As long as it’s done safely, tobogganing is a fun activity, Van Bynen said.
“Getting out and enjoying winter activities is a part of being Canadian. The town works hard to try and maintain good/safe conditions where people gather to enjoy winter recreation around our town,” he said in an email.
“People should always exercise caution and good judgment for their own personal safety and for their kids in areas where winter activities take place around town.”
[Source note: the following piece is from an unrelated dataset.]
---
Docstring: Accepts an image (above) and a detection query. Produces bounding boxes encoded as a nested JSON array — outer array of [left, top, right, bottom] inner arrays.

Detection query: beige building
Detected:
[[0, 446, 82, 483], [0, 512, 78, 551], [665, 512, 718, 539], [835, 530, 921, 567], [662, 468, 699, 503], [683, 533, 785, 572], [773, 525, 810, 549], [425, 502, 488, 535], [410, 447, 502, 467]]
Cindy O’Keefe, a York Region public health nurse in injury and substance misuse prevention services, offers tips to make tobogganing safer:
Wear a helmet. A snow-sport helmet is best, although a hockey helmet is also good. Make sure it fits properly.
The safest position when tobogganing is sitting up and facing forward. Sledding on your stomach going down the hill head-first is the least safe position. Lying on your back can leave you open to spinal injuries.
Check the hill to make sure it is free of any hazards. Don’t toboggan near trees, roads, rivers or railroads. Make sure there is plenty of room at the bottom of the hill to stop safely.
Avoid ice-covered areas.
Inspect your toboggan to make sure it’s in good condition and things such as brakes and steering are working properly if your sled offers those features.
Avoid using inner tubes and plastic disks because they are more difficult to control.
Look out for other tobogganers coming down the hill. Walk up at the side of the hill away from the sliding area.
Don’t toboggan at night.
Dress warmly in layers to avoid hypothermia. This is especially necessary for young tobogganers under the age of three.